Kids are Eric Mitchell’s specialty

MITCHELLMITCHELL

Like many graduates of prestigious preparatory schools, Eric Mitchell wears his class ring with pride. But 25 years after his graduation from The Lawrenceville (N.J.) School, Mitchell regards the band not as a mere memento of youth but as a symbol of perseverance.

“[It was] a phenomenal, life-changing, I’ve-never-seen-people-live-like-this experience,” Mitchell said of secondary schooling. “So I appreciate what opportunities mean to young people who don’t have them.”

Mitchell’s work as the new director of the Dorchester Neighborhood Service Center is informed by his own upbringing. The son of a single mother, Mitchell was hardly a child of privilege growing up in Trenton, N.J. “It wasn’t the ghetto,” he said of his neighborhood, “but it was subsidized housing.”

What he lacked in money, Mitchell made up for with an industrious approach to his studies. After eighth grade, he earned a scholarship to Lawrenceville, an award that helped him become the first member of his family to attend college—Tufts University, no less—after high school (his mother obtained a degree later in life.)

Today, Mitchell is in charge of the largest outpost in the Action for Boston Community Development (ABCD) network.
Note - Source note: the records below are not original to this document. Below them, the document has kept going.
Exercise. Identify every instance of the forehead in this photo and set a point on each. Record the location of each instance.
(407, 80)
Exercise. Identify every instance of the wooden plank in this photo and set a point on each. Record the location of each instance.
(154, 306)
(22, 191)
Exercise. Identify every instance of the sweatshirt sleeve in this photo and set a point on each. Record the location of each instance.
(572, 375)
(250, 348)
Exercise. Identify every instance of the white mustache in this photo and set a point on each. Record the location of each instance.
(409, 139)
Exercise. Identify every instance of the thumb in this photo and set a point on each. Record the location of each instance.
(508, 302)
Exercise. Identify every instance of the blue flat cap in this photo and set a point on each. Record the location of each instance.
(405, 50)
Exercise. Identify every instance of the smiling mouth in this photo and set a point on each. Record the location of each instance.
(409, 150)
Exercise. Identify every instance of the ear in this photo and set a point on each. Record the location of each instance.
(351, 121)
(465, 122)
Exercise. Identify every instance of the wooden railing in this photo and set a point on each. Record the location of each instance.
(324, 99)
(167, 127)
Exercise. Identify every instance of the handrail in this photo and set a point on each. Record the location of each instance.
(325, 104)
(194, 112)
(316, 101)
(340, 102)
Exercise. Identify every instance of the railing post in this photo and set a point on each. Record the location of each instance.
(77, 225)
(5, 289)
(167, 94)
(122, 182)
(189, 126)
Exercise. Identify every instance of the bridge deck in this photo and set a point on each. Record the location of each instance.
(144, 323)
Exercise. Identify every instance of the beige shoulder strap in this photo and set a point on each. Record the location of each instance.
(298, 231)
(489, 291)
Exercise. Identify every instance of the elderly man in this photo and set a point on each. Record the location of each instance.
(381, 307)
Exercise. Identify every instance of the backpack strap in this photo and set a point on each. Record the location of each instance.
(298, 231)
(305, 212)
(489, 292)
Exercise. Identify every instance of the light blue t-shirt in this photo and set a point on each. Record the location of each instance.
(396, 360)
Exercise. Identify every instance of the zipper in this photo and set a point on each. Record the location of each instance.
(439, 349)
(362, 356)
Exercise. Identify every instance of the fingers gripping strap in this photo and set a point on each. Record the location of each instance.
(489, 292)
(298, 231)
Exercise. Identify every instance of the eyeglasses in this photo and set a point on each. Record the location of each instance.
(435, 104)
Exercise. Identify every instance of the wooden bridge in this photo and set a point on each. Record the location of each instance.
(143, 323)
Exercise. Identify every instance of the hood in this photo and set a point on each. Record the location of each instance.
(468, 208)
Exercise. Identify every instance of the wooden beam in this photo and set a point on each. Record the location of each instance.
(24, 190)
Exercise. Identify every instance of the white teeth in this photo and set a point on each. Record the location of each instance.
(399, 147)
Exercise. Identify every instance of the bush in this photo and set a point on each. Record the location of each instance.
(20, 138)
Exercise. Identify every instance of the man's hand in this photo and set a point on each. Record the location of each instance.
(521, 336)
He took over Feb. 28, after three years as the outreach and policy director of ABCD’s Head Start program.

The center serves Dorchester residents of all ages, offering programs like heating fuel assistance, free income tax preparation, housing and job placement assistance, and after-school and summer children’s activities.

But Mitchell’s specialty is kids. Last Friday, for instance, he sat down with a pair of teen-age boys who had just received their first paychecks as part of the center’s SummerWorks program, which is providing paid employment experience to 260 neighborhood teens and young adults this season. The conversation didn’t fall within Mitchell’s directorial purview; it was just something he felt compelled to do.

“We talked about how much money were they gonna save,” Mitchell said. “They got checks for two-fifty or whatever it is. What percentage of that had they planned on saving? And did they have a bank account? So we got a chance to really review what their mental plan was for how they were going to handle their money.”

Handling money will be one of Mitchell’s greatest challenges as director. Months ago, when he was still in the application phase, ABCD President and CEO John Drew warned him of the tenuous financial state of the job he hoped to inherit.

“I said to him, ‘You’ve got a very safe job right now [at Head Start],’ ” Drew recalled. “ ‘The Dorchester office is facing budget cuts. You could lose your job over there.’ He said he was up for it. You’ve got to like that attitude.”

During an interview at the Service Center’s Claybourne Street office, Mitchell chuckled at the memory of that exchange, then offered a sober rejoinder: “There’s nothing safe in the non-profit realm.”

“When we had [stimulus] funds,” he elaborated, “we had grown a number of programs—obviously, it was before my tenure—but we had a number of other programs that we were able to offer in our facilities. The funding has left, those programs have gone as well, so the challenge I have is really trying to do more with less.”

Alison Carter Marlow, who led the Dorchester Center for 16 years, has confidence in her successor. She knew Mitchell even before he joined the ABCD staff, back when he volunteered at the center during tax season almost a decade ago.

“I talked to my staff about Eric coming on board,” said Carter Marlow, now ABCD’s director of family and community services integration, “and the word I used was ‘thoughtful.’ I love the way his mind works.”
She and Drew describe Mitchell as personable and ambitious. He maintains an athletic build—he played football at Tufts and coaches Pop Warner in Hyde Park—and looks younger than his 43 years, thanks in part to a full head of hair that, he jokes, he keeps closely cropped to hide the gray. Armani glasses and a neat goatee frame his face and, on a recent Monday, he wore pleated dress slacks below his blue Dorchester Neighborhood Service Center polo.

Mitchell’s office is not so meticulously kept. Moving bags remain almost five months after his arrival. He has set a tentative cleanup target of September.

With the benefits of his time at Lawrenceville in mind, Mitchell has sent his own children, Amirah, 18, and Khalif, 16, to private schools. But he remains embedded in Dorchester by living in the neighborhood.

“For him, it’s personal, as well as professional,” Carter Marlow said of Mitchell’s work.

The patter of children’s feet audible overhead, Mitchell affirmed that notion.

“If we go upstairs now,” he said, “and we see a nine year old who’s having difficulty, the trajectory for that nine year old is not unknown. It’s clear. If the nine year old is not going to be prepared to do well in school, we know what the future is for someone on that path versus the one who is actually succeeding and doing well.

“When you see a child that’s young, that’s struggling, and you don’t intervene to do something, you are basically saying, ‘I know that the life path for this young person is limited, and I’m OK with that.’ And I’m not.”